Julie Campanini, The Daily Record Newswire
Jurors are by nature reluctant to share information, and judges are not the best at ferreting out bias. In fact, they often have the opposite effect.
This article addresses just a few of the things counsel can look for and do when seating a panel.
First of all, counsel needs to know the judge’s particular procedures. Does the judge prefer the “six-pack” approach and allow back strikes? How many alternates are seated? Do the alternates deliberate? The clerk can usually provide the answers in the week or so before trial so that the team knows what to expect.
The pre-trial conference is a good time to talk about cause procedures. It’s critical to know such information up front. It is not sufficient, in my opinion, to rely on the standard question from the judge: “Do you think you can decide this case based on the evidence presented rather than your experience you just mentioned” (or some similar version), or “Can you follow my instructions?” How can they answer honestly when they don’t know what those are?
It takes a confident and strong juror to admit bias to a judge’s face. Most jurors think “bias” means something negative, when, in reality, it simply means they’re not suited for that particular case. Jurors don’t want the judge to frown at them because they do not trust corporations, think someone with a criminal record would be guilty every time, or believe that patents are generally bad for society.
It is possible to glean information from the “basics” that judges use as their voir dire. Depending on the specific case, occupation is probably the most helpful, in that it gives you an idea what that juror does on a day-in, day-out basis. Keep in mind that “where they work” is not the same as “what they do.”
In addition, it is often the case today that people have changed careers or taken a different track during the recession.
For example, if you have a customer service representative who also holds a master’s degree in finance, you should explore that (or implore the judge to): Why the career change? How long were you in your previous job and how long in this one? Consultants who focus on jury selection a lot can usually pick up on these discrepancies quickly and guide counsel for follow-up or, at a minimum, just incorporate the information into the decisions on strikes.
Education is also very important, but for reasons alluded to above, may not be the most important. Many people do not work in their “degree area,” so it matters more what they spend their time doing. An example is the human resources manager who has a teaching degree. That juror would not identify himself as a teacher but could be mistaken as one based on the education information alone.
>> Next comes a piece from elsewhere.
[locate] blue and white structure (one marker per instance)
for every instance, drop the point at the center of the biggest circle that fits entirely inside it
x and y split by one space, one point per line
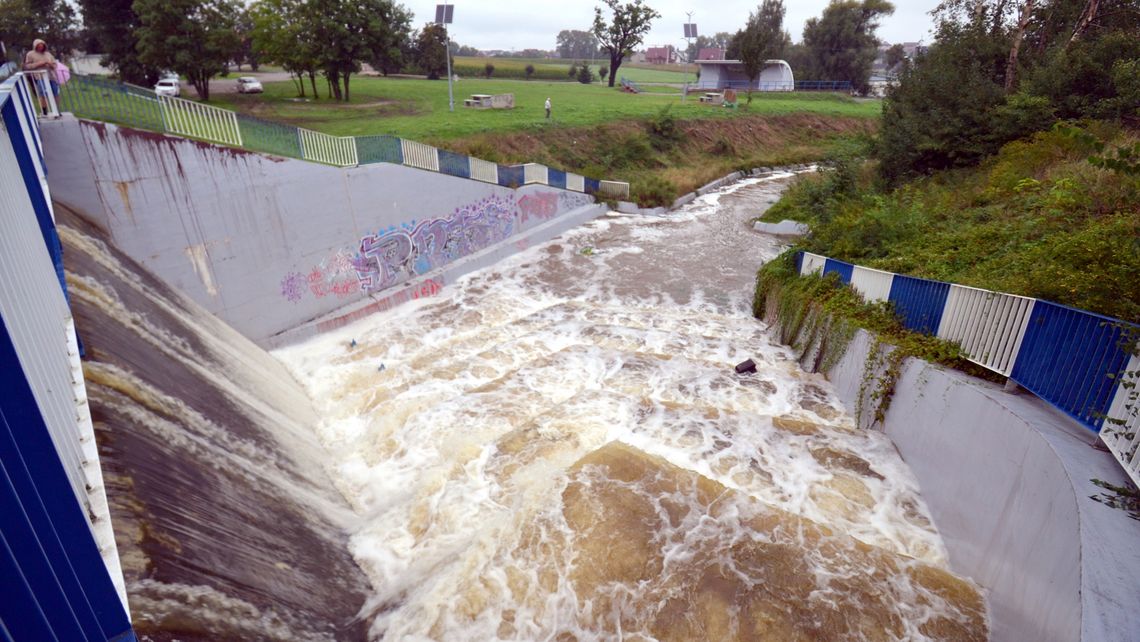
58 561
Occupation and education go hand in hand, but occupation is more telling for attitudes and experiences except in the most technical of cases in which specialized knowledge would be important, e.g., tax cases, patent cases, medical cases, etc.
Body language, demeanor and behaviors are also high on the list. I’m not someone who relies heavily on nodding or crossed arms as predictors of which side a person will come down on. I think jurors have varying levels of discomfort when they’re in the box, and counsel should look for extreme signs of both comfort and discomfort.
For example, a juror who is very comfortable answering the questions and speaks loudly and lacks outward signs of anxiety is a potential leader. The jurors who speak little and with a low voice and are showing other signs of discomfort (lack of knowledge on subject matter, lack of confidence) are likely to be followers.
Jurors who roll their eyes at other jurors answering the questions and show other signs of exasperation could be disagreeable and difficult to work with.
All those things matter to the panel as a whole. Last year I was in a courtroom assisting with jury selection and one of the jurors was weeping out of anxiety. She had claimed hardship but was sworn in nevertheless (we had all run out of strikes). When she realized what happened, her crying escalated, and the judge had to let her go and replace her within the first 10 minutes.
That was a complete waste of time; the juror clearly could not have participated in the trial in a way that was meaningful to either side. Inexplicably, judges all over the country often ignore clear signs of bias or inability to serve just to prove a point, demonstrate power, keep the ball rolling, or any number of reasons that run contrary to seeking justice or giving each side a fair and impartial panel.
Those of us who are in court often can see patterns in people based on hundreds of hours in the courtroom and can proceed more confidently with less information.
In the larger scheme of a trial, taking the morning to question potential jurors is not a lot to ask, and the quality and quantity of information increases exponentially with even just a few, well-crafted queries.